Since junior miners just moved to new 2022 lows, it was also profitable not to chase the “emotional stampede” but rather to focus on the analogies to the previous situations from the past. Based on how the situation has developed in the markets so far, it seems that the clearest analogy is to how the gold market performed in 2001, based on the U.S.-Afghanistan war. I provided the chart in my Feb. 28, 2022, analysis, but here it is again:
The decline had been big and sharp, but please note when it ended. Gold formed an initial, and then final, short-term bottom, very close to the price levels at which the rally started before the outbreak of the war.
Fast-forward to the current situation – these are the levels that gold is approaching in today’s pre-market trading.
The January 2022 low is $1,781.30 and the February 2022 low (which is also the yearly low) is $1,778.80.
Today’s pre-market low is $1,787.44 (at least so far). That’s less than $10 away from the above-mentioned strong support levels.
All this means is that gold and silver prices might have just bottomed or that they could bottom shortly.
Let’s not forget what miners tend to do before and right after bottoms – they tend to show strength relative to gold. Let’s check what the GDXJ ETF is doing in today’s London trading.
It corrected somewhat, but unlike gold, the GDXJ didn’t move to new lows today. In other words, junior miners are showing strength, just as they are supposed to around the bottoms.
There are three more things on the above chart that I would like to discuss.
- The first is that a daily pause right after the turnaround is common for the GDXJ, and I marked several other occasions where we saw something similar. This includes what we saw after the sharp early-2020 correction.
- The second thing is that it’s clear that the GDXJ just (on Friday) invalidated the small breakdown below its previous (2021 and 2022) lows. This is a huge bullish development (for the short term only!). Invalidations of breakdowns immediately become bullish signals, without the need to wait for confirmation, and that’s what we just saw.
- The third indication is the triangle-vertex-based reversal, which will take place in about a week. It points to some kind of reversal taking place on May 22. That’s Sunday, so based on the above, we might expect a turnaround on Friday or next Monday.
This serves as an indication that we might want to prepare ourselves to close the current long position and go back on the short side of the trade before the end of the week – perhaps on Friday.

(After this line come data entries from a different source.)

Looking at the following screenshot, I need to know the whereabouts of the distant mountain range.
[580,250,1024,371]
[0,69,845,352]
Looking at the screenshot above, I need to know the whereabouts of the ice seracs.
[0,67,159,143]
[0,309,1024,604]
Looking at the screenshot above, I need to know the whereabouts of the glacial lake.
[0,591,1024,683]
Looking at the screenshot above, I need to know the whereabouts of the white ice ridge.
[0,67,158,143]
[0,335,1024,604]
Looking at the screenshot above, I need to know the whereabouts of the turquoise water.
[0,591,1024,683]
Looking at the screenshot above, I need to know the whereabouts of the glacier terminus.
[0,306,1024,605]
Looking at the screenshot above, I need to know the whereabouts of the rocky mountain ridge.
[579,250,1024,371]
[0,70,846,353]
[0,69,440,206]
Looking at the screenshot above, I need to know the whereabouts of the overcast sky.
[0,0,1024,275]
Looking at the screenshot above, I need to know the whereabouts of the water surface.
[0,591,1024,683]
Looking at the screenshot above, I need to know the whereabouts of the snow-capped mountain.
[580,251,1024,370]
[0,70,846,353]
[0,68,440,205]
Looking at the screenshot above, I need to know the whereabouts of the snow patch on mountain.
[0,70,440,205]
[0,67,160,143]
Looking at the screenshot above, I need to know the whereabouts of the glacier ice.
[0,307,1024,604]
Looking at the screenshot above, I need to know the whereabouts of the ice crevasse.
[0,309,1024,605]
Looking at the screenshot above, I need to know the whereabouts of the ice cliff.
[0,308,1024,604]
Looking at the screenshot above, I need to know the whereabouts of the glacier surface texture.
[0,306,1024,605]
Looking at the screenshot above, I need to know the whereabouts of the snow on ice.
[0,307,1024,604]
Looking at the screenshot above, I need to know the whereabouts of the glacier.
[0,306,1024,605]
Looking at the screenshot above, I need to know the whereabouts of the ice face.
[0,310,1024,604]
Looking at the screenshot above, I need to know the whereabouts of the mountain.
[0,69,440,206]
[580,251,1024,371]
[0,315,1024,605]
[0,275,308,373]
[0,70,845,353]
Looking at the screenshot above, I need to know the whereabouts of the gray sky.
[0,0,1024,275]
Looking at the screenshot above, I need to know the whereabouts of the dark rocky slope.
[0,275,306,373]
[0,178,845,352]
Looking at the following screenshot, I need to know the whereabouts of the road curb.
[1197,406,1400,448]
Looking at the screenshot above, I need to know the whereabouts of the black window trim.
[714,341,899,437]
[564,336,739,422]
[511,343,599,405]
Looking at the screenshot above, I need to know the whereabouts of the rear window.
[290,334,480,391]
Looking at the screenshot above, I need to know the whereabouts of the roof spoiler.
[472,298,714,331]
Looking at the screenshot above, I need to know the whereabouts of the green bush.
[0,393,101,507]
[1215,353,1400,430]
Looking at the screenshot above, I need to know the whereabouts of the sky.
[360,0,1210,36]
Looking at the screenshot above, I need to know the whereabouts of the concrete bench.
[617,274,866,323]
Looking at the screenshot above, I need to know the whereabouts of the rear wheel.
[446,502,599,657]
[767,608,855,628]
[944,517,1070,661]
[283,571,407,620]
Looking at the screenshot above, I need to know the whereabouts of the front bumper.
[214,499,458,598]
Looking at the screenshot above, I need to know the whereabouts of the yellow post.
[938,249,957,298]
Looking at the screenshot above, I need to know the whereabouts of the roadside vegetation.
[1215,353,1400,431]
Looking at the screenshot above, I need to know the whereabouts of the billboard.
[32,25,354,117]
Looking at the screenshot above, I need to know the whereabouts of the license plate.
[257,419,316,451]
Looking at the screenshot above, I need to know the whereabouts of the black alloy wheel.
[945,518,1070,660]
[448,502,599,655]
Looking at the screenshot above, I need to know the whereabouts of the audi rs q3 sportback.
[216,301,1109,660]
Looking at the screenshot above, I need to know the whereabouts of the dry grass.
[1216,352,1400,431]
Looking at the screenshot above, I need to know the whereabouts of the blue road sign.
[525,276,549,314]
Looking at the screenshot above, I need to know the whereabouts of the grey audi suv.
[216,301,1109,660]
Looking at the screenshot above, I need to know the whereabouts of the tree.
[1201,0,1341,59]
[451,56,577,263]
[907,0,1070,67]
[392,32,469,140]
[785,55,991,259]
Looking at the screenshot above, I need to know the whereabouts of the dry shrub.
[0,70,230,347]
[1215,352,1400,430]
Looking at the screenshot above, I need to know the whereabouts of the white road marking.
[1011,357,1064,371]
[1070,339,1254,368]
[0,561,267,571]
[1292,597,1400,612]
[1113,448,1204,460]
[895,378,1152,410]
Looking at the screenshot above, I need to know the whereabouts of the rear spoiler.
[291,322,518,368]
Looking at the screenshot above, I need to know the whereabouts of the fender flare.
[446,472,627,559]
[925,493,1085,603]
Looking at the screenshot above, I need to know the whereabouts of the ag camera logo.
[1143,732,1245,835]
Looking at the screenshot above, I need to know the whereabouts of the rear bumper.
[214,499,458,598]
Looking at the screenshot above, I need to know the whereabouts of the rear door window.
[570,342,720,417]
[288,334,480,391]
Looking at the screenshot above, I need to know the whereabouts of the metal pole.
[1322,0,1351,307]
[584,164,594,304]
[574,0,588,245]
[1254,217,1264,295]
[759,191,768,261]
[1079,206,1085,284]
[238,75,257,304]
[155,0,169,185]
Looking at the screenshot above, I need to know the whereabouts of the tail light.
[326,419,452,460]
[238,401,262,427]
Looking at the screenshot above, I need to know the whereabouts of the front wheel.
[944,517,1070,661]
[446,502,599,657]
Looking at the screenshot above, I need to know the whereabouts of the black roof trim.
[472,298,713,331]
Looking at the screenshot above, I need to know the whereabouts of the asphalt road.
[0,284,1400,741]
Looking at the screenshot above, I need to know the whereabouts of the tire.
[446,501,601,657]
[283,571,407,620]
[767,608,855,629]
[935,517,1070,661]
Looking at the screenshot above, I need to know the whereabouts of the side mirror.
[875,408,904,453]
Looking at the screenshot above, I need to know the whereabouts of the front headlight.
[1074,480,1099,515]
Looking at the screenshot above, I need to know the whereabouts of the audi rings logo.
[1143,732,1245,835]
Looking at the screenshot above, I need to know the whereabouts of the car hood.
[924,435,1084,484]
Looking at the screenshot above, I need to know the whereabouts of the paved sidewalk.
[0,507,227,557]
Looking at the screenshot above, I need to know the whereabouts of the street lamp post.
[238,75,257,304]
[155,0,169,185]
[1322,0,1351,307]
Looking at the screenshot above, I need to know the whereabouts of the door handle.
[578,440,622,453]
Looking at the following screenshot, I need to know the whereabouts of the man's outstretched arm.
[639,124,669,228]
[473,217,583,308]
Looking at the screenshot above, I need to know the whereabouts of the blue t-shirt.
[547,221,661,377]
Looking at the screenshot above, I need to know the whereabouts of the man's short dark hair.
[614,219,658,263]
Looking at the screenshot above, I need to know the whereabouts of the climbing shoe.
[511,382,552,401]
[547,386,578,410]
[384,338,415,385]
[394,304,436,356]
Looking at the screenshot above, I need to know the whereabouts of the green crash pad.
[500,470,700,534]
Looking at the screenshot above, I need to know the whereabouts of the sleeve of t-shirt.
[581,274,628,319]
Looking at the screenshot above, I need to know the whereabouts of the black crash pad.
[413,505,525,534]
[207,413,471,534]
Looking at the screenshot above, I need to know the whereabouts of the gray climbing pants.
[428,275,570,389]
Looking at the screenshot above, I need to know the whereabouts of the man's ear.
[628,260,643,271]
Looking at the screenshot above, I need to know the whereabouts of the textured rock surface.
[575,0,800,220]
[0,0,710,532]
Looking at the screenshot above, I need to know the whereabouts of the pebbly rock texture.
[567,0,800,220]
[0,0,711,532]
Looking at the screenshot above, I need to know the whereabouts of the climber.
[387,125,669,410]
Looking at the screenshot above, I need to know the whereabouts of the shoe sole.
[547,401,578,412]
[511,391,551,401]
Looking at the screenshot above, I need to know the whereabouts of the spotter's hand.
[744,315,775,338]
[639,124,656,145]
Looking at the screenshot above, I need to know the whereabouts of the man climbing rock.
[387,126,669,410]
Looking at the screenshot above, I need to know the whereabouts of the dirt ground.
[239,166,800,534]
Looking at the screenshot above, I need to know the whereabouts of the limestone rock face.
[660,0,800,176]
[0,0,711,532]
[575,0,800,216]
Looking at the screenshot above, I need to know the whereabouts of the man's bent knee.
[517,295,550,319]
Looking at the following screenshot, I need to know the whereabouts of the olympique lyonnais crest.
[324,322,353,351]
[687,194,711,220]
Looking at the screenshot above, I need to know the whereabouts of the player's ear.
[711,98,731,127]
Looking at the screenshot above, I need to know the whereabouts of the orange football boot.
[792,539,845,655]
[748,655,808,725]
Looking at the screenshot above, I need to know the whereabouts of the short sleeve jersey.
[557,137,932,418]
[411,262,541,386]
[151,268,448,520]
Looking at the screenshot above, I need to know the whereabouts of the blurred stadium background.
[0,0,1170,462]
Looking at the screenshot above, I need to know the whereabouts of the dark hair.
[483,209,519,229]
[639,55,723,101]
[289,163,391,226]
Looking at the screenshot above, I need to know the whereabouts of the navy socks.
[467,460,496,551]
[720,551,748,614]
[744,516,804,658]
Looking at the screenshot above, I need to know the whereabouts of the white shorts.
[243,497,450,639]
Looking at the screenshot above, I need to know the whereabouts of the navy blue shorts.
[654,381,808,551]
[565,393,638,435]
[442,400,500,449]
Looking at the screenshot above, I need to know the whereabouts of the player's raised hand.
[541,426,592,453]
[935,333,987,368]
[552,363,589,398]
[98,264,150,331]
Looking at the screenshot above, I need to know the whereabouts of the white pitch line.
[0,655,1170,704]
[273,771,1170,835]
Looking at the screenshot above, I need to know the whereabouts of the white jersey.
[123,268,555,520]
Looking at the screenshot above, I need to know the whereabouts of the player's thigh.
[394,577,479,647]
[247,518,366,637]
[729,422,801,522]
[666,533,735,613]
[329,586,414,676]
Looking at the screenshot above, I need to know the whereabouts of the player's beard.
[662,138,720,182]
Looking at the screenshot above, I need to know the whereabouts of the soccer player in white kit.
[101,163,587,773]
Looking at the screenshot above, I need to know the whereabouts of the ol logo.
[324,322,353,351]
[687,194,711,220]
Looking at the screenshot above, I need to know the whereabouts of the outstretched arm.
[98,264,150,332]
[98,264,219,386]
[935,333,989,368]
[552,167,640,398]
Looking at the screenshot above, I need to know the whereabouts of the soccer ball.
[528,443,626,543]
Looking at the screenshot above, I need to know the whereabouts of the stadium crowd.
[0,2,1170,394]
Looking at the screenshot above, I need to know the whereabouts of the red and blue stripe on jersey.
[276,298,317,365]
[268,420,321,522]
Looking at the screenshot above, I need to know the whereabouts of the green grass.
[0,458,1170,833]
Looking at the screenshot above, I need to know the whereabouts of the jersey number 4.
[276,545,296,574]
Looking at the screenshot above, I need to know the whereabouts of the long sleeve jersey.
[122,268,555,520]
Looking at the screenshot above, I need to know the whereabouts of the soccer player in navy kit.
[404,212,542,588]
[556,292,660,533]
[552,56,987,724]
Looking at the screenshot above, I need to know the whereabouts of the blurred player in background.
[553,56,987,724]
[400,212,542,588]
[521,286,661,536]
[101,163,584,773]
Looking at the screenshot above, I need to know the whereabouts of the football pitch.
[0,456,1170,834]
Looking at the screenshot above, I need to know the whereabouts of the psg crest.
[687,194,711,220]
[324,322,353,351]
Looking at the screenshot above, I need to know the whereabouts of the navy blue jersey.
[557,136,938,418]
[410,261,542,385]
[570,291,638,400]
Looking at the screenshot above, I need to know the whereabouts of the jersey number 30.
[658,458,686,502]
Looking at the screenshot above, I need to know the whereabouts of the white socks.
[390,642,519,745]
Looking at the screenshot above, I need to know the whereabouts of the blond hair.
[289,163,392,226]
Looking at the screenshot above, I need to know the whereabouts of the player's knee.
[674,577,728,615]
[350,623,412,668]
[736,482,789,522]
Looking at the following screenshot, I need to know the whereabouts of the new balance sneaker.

Geopolitically, a lot can happen over the weekend, so I’d prefer to be positioned along with the medium-term trend beforehand.
The invalidation described as the “second thing” is also something that we saw from the U.S. perspective, so it’s definitely important.
The thing that I’d like to add is that the RSI just moved back above 30 after being below it, which is a classic buy signal. That’s what marked the end of the 2020 decline, and something very similar to what marked the end of the initial March decline (RSI just touched 30 at that time, but it was enough).
Please note that the triangle-vertex-based reversal point is practically the same from the U.S. point of view, so it adds credibility to the scenario in which junior miners top close to the end of this week.
This fits the target area that I provided on Friday on the above 4-hour-candlestick GDXJ chart.
The target would also fit the sharpness of the recent decline. After all, corrections tend to be similarly volatile as the price moves that are being corrected. Of course, let’s keep in mind that the current long position is for trading capital only, not for long-term investments, as I don’t think that the medium-term downtrend in gold, silver, and mining stocks is completely over yet.